Key findings: impact
We know that children affected by domestic violence can develop post-traumatic stress disorder, have nightmares, flashbacks and physical pains. They can also become depressed and battle suicidal tendencies.
We commissioned new analysis of the Millennium Cohort Study, which found that children whose parents reported experiencing domestic violence when the children were aged three reported 30 per cent higher than average antisocial behaviours at age 14. This should be seen in the context of the trauma suffered by children who are affected by domestic abuse.
These children have no choice over their circumstances. But we can choose to help them.
Key findings: support
We commissioned research from the University of Stirling into specialist support services available for children and young people affected by domestic abuse across England and Wales. The key findings were:
- Overall, children faced barriers to accessing support in at least two thirds of the local authorities interviewed.
- In four of the 30 local authorities who were interviewed, there were no support services available for children affected by domestic abuse at all.
- Services for children were dependent on time-limited funding in nearly two-thirds of the local authority areas, or 19 out of the 30.
- Several of those interviewed also indicated that the coercive and controlling dynamics of domestic abuse were not given enough weight in work with children and young people. However, research shows that perpetrators’ coercive and controlling behaviours impact on children, too.
Separately to the local authorities interviewed, 50 local authority websites were surveyed. 58 per cent either contained no information on services for children and young people at all, or simply signposted to national helplines and websites.

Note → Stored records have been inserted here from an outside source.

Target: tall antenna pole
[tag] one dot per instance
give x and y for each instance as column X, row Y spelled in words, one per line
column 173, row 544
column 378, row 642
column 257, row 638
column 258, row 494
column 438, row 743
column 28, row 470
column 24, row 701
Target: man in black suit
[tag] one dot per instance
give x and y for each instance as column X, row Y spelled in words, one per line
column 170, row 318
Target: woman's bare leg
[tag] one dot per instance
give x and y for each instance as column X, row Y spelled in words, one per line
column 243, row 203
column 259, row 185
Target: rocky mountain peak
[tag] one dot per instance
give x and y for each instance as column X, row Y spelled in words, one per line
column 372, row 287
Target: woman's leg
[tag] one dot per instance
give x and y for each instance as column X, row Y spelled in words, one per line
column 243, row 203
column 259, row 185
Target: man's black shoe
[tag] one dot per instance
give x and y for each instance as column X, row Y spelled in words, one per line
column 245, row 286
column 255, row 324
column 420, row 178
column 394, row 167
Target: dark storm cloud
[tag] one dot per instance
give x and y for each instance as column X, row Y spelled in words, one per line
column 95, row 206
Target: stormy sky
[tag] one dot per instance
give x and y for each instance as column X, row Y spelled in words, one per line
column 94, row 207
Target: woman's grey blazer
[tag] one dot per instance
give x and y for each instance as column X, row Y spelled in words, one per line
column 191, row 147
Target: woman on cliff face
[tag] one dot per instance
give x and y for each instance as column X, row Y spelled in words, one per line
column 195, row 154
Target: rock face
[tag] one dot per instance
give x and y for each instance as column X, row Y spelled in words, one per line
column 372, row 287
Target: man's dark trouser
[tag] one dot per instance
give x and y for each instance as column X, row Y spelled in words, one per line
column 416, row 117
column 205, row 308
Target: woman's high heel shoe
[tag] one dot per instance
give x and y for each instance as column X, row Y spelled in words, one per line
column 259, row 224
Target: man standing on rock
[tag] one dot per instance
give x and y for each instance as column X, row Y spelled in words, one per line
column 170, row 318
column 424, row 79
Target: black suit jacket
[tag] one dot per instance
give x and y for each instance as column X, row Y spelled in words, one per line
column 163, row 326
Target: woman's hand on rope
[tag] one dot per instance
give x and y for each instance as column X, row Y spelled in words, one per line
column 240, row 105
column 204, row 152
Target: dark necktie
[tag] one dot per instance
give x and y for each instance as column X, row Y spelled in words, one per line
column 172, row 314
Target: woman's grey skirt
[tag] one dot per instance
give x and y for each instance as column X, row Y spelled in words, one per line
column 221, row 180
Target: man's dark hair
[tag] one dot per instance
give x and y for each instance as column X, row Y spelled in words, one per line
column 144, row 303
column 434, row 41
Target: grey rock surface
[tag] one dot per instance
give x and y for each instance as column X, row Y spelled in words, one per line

Most of the research participants felt that a statutory duty to provide services for affected children and young people, backed by adequate and sustainable funding, would help them plan, deliver and commission vital services.
- The new government must introduce legislation to combat domestic abuse, specifically recognising and addressing the impact on children and their needs, without delay.
- They have to tackle the current pattern of piecemeal and patchy provision of services for children and young people impacted by domestic abuse. This could be done by introducing a properly funded statutory duty on local authorities and their partners in England to provide support to all children and young people affected.
- The relevant definition of harm to children in the Children Act (1989) – which works to ensure children are safeguarded and their wellbeing promoted – must be strengthened by explicitly taking account of the coercive and controlling aspects of domestic abuse.